Auch, wenn Friis Saxberg vom Homo Digitalis spricht – eine neu entwickelte Gattung sind wir noch nicht. Die Entwicklung des Homo Digitalis beziehe sich vor allem auf soziale Aspekte und psychologische Veränderungen, erklärt Friis Saxberg. Der Homo Digitalis reflektiere sein digitales Verhalten nicht. Er tut es einfach, weil es ihm wichtig ist. Etwas in der menschlichen Natur scheint dieses digitale Verhalten zu beeinflussen, sagt Friis Saxberg. Nach ihren Recherchen hat nicht die Entwicklung der Technologie das digitale Verhalten geprägt, sondern menschliche Bedürfnisse. Menschen seien soziale Wesen. Das sei der Grund dafür, dass wir kommunizieren, lieben, dazu gehören wollen. Wer sich einsam fühle, werde krank. Und was hilft gegen Einsamkeit, gar psychischen Krankheiten, im 21. Jahrhundert? Soziale Netzwerke. Liken, teilen, kommentieren. Das Internet mache uns zu sozialeren Wesen, glaubt Friis Saxberg. Das Bild des blassen, bebrillten Nerds, der im Keller sitzt und zockt, ist out.

An dieser Stelle würde Alexander Markowetz wohl Einspruch erheben. Markowetz ist Informatiker und Medienwissenschaftler. Als Juniorprofessor hat er in den vergangenen Jahren das Smartphoneverhalten von 300.000 Nutzern in Deutschland analysiert. Der Tenor seiner Studie: Unsere digitalen Begleiter machen uns unproduktiv und unglücklich. In seinem Buch „Digitaler Burnout“ stellt er dar, wie wir alle 18 Minuten unsere aktuelle Tätigkeit unterbrechen, um aufs Smartphone zu schauen. Das mindere unsere geistige Leistungsfähigkeit. Wir können uns nicht mehr auf Gespräche mit unserem Gegenüber einlassen, uns nicht auf eine Kalkulation oder einen längeren Text konzentrieren, komplexe Zusammenhänge sind nicht mehr durchdringbar. Weil wir immer wieder herausgerissen werden, um Nachrichten zu beantworten. Liken, teilen, kommentieren. Wie versuchen, erklärt Markowetz, so viel wie möglich zur selben Zeit zu erledigen. Wir werden zu digitalen Workaholics, unzufrieden, weil wir das Gefühl haben, nichts mehr richtig zu erledigen und allem nur noch hinterherzuhecheln. Smartphones machen uns also krank – und nicht etwa gesund. Aber ist es so einfach?

Big brother gegen big mother

Ein weiteres Grundbedürfnis, vor allem in der analogen Welt, ist Sicherheit. Finanzielle Sicherheit, aber auch Sicherheit vor Kriminalität, Kriegen, Katastrophen. Und Sicherheit in der digitalen Welt? Immerhin ist Big Data ein Thema, bei dem Datenschützer immer wieder mahnend den Zeigefinger heben.
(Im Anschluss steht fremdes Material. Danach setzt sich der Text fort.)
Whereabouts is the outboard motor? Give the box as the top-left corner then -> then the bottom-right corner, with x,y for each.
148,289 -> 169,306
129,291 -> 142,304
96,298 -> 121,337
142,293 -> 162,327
Laut Friis Saxberg lässt sich Sicherheit in der digitalen Welt nicht von der in der analogen Welt unterscheiden. Und es lasse sich auch kaum sagen, wie weit Sicherheitsmaßnahmen des Staates akzeptiert werden. Friis Saxberg versucht es daher mit der Unterscheidung in „Big brother“ und „Big mother“. Big Brother folge den Bürgern auf Schritt und Tritt mit Überwachungskameras, Gesichtserkennung. Niemand wisse, wie weit diese Überwachung von Daten durch den Staat eigentlich geht. Eine Überwachung, die niemand gerne hat. Big mother hingegen schützt durch Überwachung den Bürger vor Angriffen von außen. Sie ist gerne gesehen. Grundsätzlich stellt Friis Saxberg aber auch fest, dass der Homo Digitalis sich zunehmen an Überwachung gewöhnt hat – es sei eben, wie es sei. Gerade deswegen sei es an der Zeit für mehr Verantwortlichkeiten und auch ethische Regulierungen in Sachen Überwachung und Sicherheit.
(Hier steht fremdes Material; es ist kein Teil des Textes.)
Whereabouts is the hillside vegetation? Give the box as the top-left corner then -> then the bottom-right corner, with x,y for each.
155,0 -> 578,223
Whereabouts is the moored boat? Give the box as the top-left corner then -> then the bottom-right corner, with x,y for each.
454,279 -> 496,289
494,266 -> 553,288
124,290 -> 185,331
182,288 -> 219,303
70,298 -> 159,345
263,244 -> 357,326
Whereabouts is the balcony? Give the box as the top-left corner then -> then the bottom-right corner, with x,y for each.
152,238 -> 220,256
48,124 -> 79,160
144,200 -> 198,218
Auch der Homo Digitalis übernimmt Verantwortung – das ist für Friis Saxberg wichtig. Nicht das Smartphone habe Schuld, wenn wir uns mit unserem Gegenüber nicht mehr unterhalten, unsere Umwelt ausblenden. Die Verantwortung liege deutlich bei uns. Für unser digitales Verhalten gebe es keine technologische Entschuldigung.